Il y’a néanmoins une vraie baisse du niveau d’orthographe. En effet, plusieurs études montrent que le niveau général, et plus particulièrement des jeunes, a baissé. Selon le baromètre du projet Voltaire, entre 2010 et 2015, le niveau d’orthographe des français a baissé de six points. On peut donc se demander la cause de cette mauvaise orthographe. Est-elle plutôt liée à un enseignement en déclin, ou à une baisse de lecture des jeunes ?

On peut penser que l’effondrement du niveau d’orthographe ne serait pas la conséquence du langage des réseaux sociaux, mais serait plutôt lié au temps passé sur ces derniers, trop chronophages par rapport à d’autres activités.
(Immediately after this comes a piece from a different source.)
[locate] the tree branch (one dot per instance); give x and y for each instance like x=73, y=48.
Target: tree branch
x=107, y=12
Par exemple, dans le mémoire Lecture personnelle et orthographe : la lecture accroît les capacités orthographiques, mythes ou réalité ?, Adeline Laurent explique que la lecture peut aider les élèves à progresser en orthographe, même si ce n’est pas une fatalité. De la même façon, aujourd’hui, un « grand lecteur » est considéré comme tel lorsqu’il lit plus de 20 livres, alors qu’en 2011, cette catégorie commençait à 50, et il y’a 20 ans, à 100 livres par an. Il serait donc intéressant d’étudier l’influence de la lecture personnelle sur l’expression des jeunes, à l’heure où il est plus que nécessaire de maîtriser l’orthographe pour sa vie professionnelle future.